Washington, DC – President Donald Trump’s recent move to pull back support for a coordinated global tax regime for tech giants and ultra-wealthy individuals has created a rift in efforts to combat tax avoidance and close loopholes exploited by multinationals. The President’s threat of new tariffs has reignited transatlantic tensions and cast doubt on years of negotiations aimed at creating a fair tax system.
Trump’s warning that the US would retaliate against any country imposing taxes or fines on American tech firms has set the stage for potential trade conflicts. The threat of tariffs and other trade measures to protect US companies echoes past disputes, such as the one with France over a digital services tax implementation in 2019.
Countries like France, Italy, Spain, Austria, and India have already implemented similar taxes, leading to a growing international tax standoff. The European Union is now considering a bloc-wide digital tax if negotiations with the US fail, especially in light of Trump’s proposal for additional tariffs on EU goods.
In addition to the tech tax dispute, global efforts to establish a corporate tax deal have also hit a roadblock. While nearly 140 countries agreed to reform international corporate taxation under the OECD in 2021, progress has been slow.
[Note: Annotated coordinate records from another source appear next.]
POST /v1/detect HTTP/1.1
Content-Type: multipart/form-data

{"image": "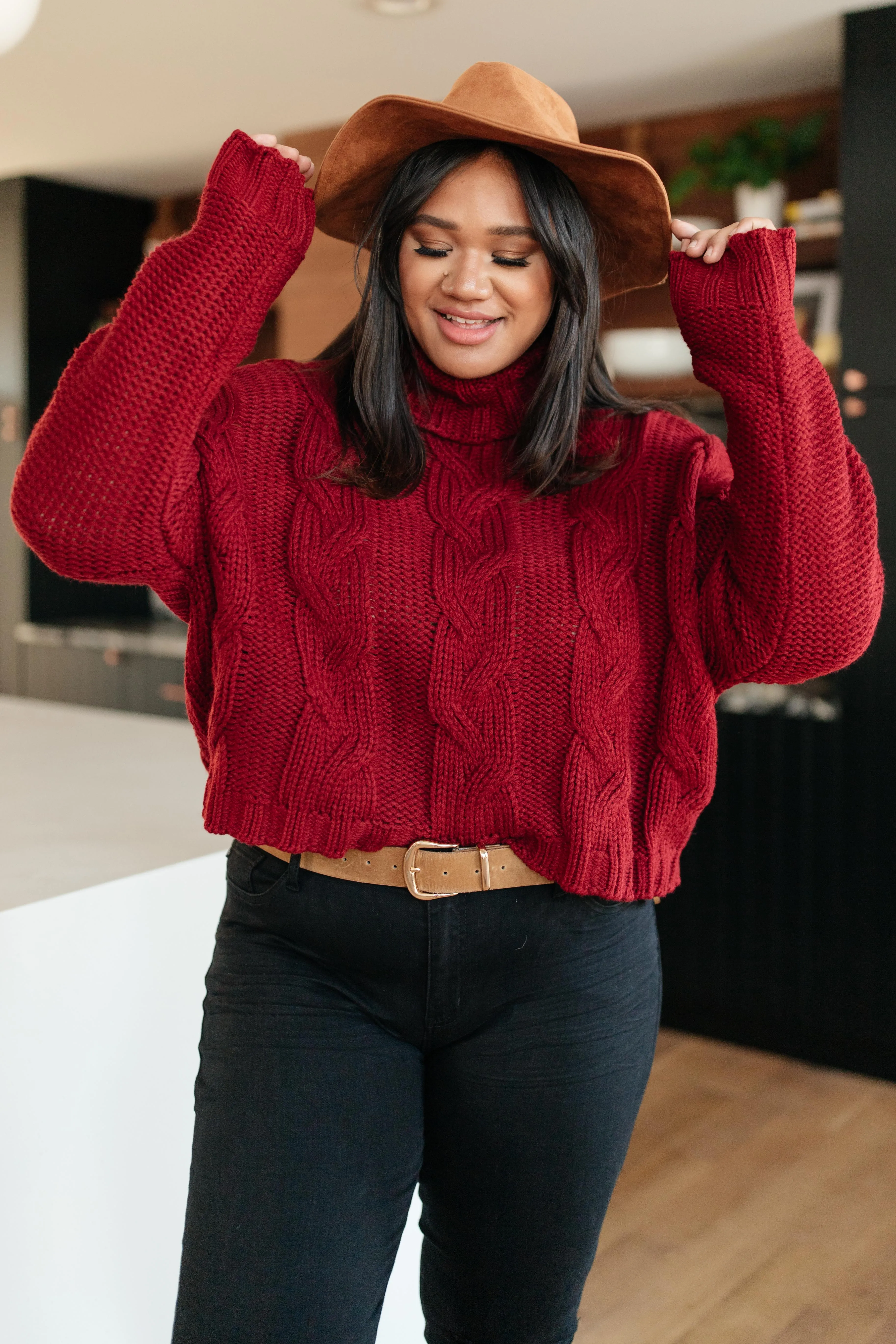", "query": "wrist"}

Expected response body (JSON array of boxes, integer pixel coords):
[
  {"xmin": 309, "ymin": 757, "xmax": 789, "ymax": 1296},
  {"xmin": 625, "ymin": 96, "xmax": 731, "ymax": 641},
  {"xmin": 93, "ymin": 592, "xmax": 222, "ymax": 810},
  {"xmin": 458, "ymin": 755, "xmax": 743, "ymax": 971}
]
[
  {"xmin": 196, "ymin": 130, "xmax": 314, "ymax": 251},
  {"xmin": 669, "ymin": 228, "xmax": 797, "ymax": 325}
]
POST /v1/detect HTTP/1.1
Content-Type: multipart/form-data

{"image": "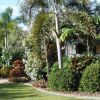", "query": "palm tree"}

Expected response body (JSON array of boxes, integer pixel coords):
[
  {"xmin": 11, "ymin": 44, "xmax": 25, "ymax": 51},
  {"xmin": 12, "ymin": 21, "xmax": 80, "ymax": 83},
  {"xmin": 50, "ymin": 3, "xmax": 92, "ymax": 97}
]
[
  {"xmin": 22, "ymin": 0, "xmax": 63, "ymax": 69},
  {"xmin": 0, "ymin": 8, "xmax": 12, "ymax": 49}
]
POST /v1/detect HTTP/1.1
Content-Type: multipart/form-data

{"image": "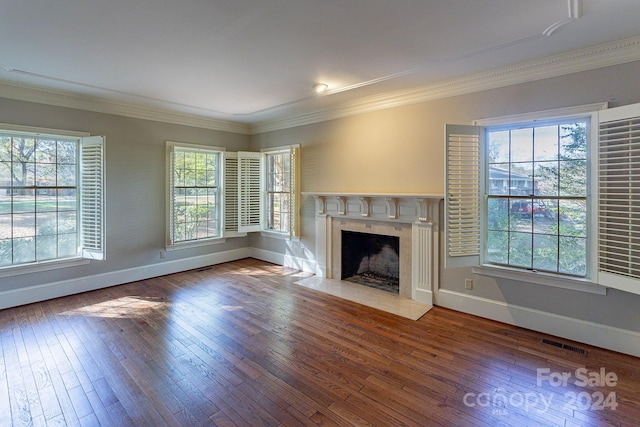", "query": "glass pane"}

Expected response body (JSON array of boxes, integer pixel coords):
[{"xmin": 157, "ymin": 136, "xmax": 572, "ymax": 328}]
[
  {"xmin": 487, "ymin": 198, "xmax": 509, "ymax": 230},
  {"xmin": 533, "ymin": 126, "xmax": 558, "ymax": 161},
  {"xmin": 13, "ymin": 213, "xmax": 36, "ymax": 238},
  {"xmin": 487, "ymin": 130, "xmax": 509, "ymax": 163},
  {"xmin": 36, "ymin": 163, "xmax": 56, "ymax": 187},
  {"xmin": 12, "ymin": 189, "xmax": 36, "ymax": 213},
  {"xmin": 58, "ymin": 141, "xmax": 78, "ymax": 165},
  {"xmin": 560, "ymin": 160, "xmax": 587, "ymax": 197},
  {"xmin": 489, "ymin": 163, "xmax": 509, "ymax": 195},
  {"xmin": 57, "ymin": 189, "xmax": 78, "ymax": 211},
  {"xmin": 509, "ymin": 233, "xmax": 532, "ymax": 268},
  {"xmin": 0, "ymin": 160, "xmax": 11, "ymax": 182},
  {"xmin": 36, "ymin": 189, "xmax": 58, "ymax": 212},
  {"xmin": 560, "ymin": 122, "xmax": 587, "ymax": 160},
  {"xmin": 533, "ymin": 234, "xmax": 558, "ymax": 272},
  {"xmin": 559, "ymin": 200, "xmax": 587, "ymax": 237},
  {"xmin": 36, "ymin": 212, "xmax": 58, "ymax": 236},
  {"xmin": 12, "ymin": 161, "xmax": 36, "ymax": 187},
  {"xmin": 58, "ymin": 233, "xmax": 78, "ymax": 258},
  {"xmin": 559, "ymin": 236, "xmax": 587, "ymax": 276},
  {"xmin": 36, "ymin": 139, "xmax": 57, "ymax": 164},
  {"xmin": 510, "ymin": 128, "xmax": 533, "ymax": 162},
  {"xmin": 36, "ymin": 236, "xmax": 58, "ymax": 261},
  {"xmin": 58, "ymin": 211, "xmax": 78, "ymax": 233},
  {"xmin": 509, "ymin": 163, "xmax": 534, "ymax": 196},
  {"xmin": 13, "ymin": 237, "xmax": 36, "ymax": 264},
  {"xmin": 487, "ymin": 231, "xmax": 509, "ymax": 264},
  {"xmin": 534, "ymin": 162, "xmax": 558, "ymax": 196},
  {"xmin": 58, "ymin": 165, "xmax": 76, "ymax": 187},
  {"xmin": 509, "ymin": 199, "xmax": 533, "ymax": 233},
  {"xmin": 0, "ymin": 214, "xmax": 11, "ymax": 239},
  {"xmin": 0, "ymin": 239, "xmax": 13, "ymax": 267}
]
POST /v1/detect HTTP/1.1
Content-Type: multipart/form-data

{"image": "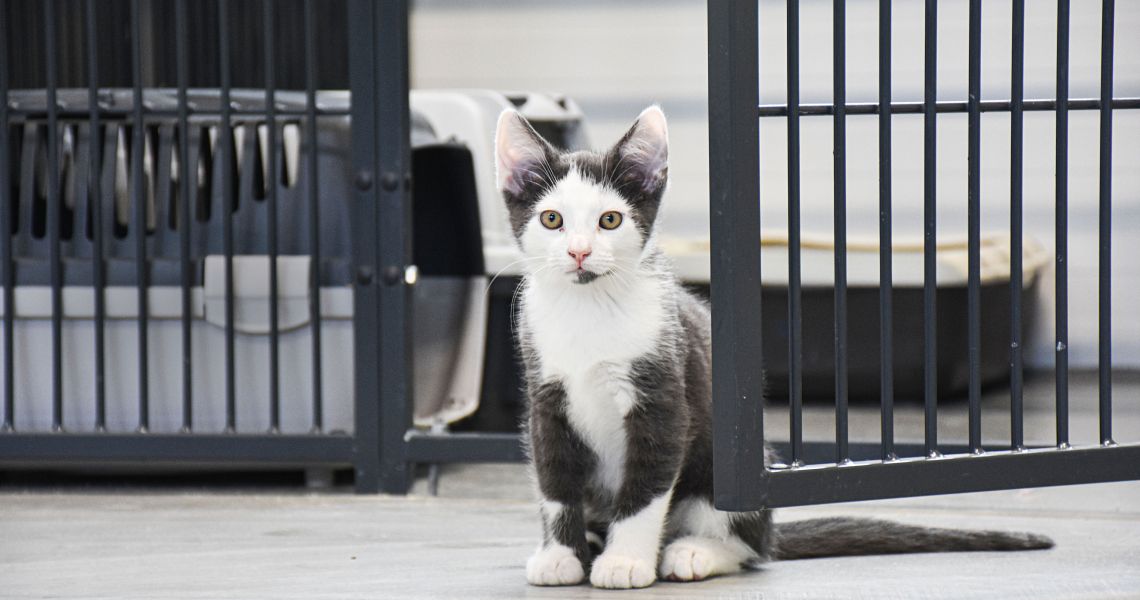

The plan includes two pillars aimed at taxing profits where they are generated and setting a global minimum corporate tax rate of 15 percent.
However, despite some countries adopting the minimum tax, the implementation of the first pillar to prevent profit shifting and base erosion has stalled. Experts warn that without enforcement, the agreement could collapse, potentially allowing American multinationals to exempt themselves from the new tax regulations.
Furthermore, a push to impose a wealth tax on billionaires, spearheaded by Brazil, is losing momentum as the United States, home to a significant number of billionaires, has not backed the proposal. The lack of support from the US, coupled with Trump’s history of advocating for tax cuts, poses challenges to global efforts to impose a two percent minimum annual tax on individuals with assets exceeding $1 billion.
Economists like Thomas Piketty emphasize the importance of countries taking independent action if multilateral coordination fails. They suggest that the adoption of new tax reforms by a few countries could set a new standard and pave the way for fairer tax policies on a global scale.